Some brute force which quickly produces, unsurprisingly, 7300. (Python)

N= 1000000

count=0
for i in range(1,N):
nines = 0
dsum = 0
for c in str(i):
if c == '9': nines += 1
dsum += int(c)
if dsum % 2 == 1 and nines == 3: count += 1
print count


Assuming leading zeros allow us to assume all numbers have six digits you need.

A) 1 non-nine odd, two different evens, 3 nines

plus

B) 1 (non-nine odd), two same evens, 3 nines

plus

C) 3 non-nine odds, all different, 3 nines

plus

D) 3 non-nine odds, two the same, 3 nines

E) 3 non-nine odds, all the same, 3 nines.

There are $4$ odds to choose from and $5$ evens.

A) is $4*5*4*{3\choose 1}{6 \choose 3}$. That is, $4$ choices for the non-nine odd, $5$ for the first even, $4$ for the second even. There are ${3\choose 1}$ ways to arrange the odd digit among the two even digits. And there are ${6\choose 3}$ ways to place the three nines among six digits.

B) is $4*5{3\choose 1}{6 \choose 3}$. That is, $4$ choices for the first non-nine odd, $5$ choices for the two evens. There are ${3\choose 1}$ ways to arrange the odd digit among the two even digits. And there are ${6\choose 3}$ ways to place the three nines among six digits.

C) is $4*3*2{6\choose 3}$

D) is $4*3{3 \choose 2}{6\choose 3}/2$

E) is $4*{6 \choose 3}$

There is an alternative.

There is ${6 \choose 3}$ ways to arrange three $9$s is six positions. There are $9^3$ possible options for the remaining three digits. $5^3$ of them are all evens (as there are $5$ choices of non-nine evens). $4^3$ are all odd (as there are $4$ choices of non-nine odds). $4*5^2{3\choose 1}$ of those have $1$ odd and $2$ evens. $4^2*5{3\choose 1}$ of those have $2$ odds and $1$ even.

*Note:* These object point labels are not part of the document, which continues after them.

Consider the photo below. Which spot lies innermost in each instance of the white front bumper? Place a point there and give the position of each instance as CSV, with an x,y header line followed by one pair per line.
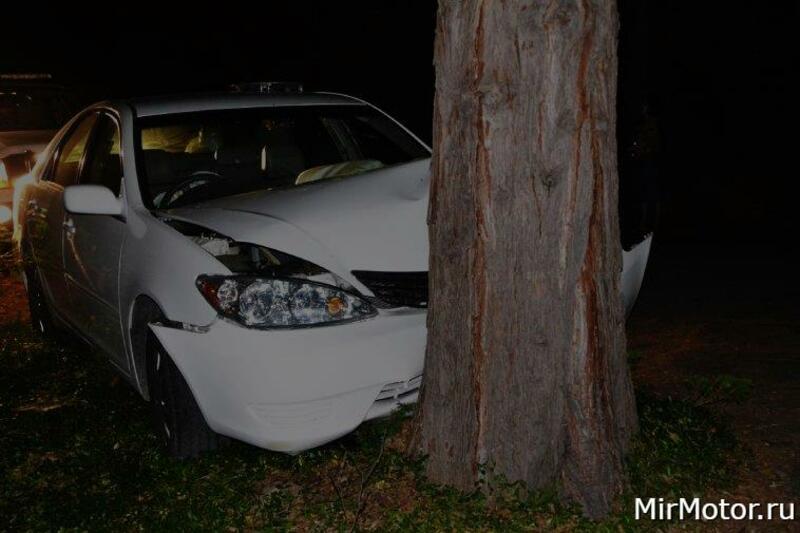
x,y
291,390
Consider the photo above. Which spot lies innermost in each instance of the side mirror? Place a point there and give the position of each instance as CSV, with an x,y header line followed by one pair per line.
x,y
91,200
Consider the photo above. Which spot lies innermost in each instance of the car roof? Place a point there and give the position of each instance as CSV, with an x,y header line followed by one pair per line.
x,y
164,105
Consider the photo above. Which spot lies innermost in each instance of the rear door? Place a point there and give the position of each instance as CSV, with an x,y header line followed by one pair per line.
x,y
45,216
92,246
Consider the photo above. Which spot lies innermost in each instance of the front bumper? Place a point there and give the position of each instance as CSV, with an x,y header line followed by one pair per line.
x,y
291,390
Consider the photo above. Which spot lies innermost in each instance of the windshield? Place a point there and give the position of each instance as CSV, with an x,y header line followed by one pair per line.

Detour: Verify the $9^3 = 5^3 + 5^2*4*{3\choose 1} + 5*4^2*{3\choose 1} + 4^3$

$9^3 = (5+4)^3 = 5^3 + 5^2*4*{3\choose 1} + 5*4^2*{3\choose 1} + 4^3$ is just the binomial theorem. Nothing to verify.

End of detour.

Of those $5^3$ (three evens) and $5*4^2*3$ (two odds, one even) have an even sum of digits. So when three $9$s are added the sum will be odd.

So there are ${6 \choose 3}(5^3 + 5*4^2*3)$ six digit numbers with exactly three $9$s and an even sum of digits.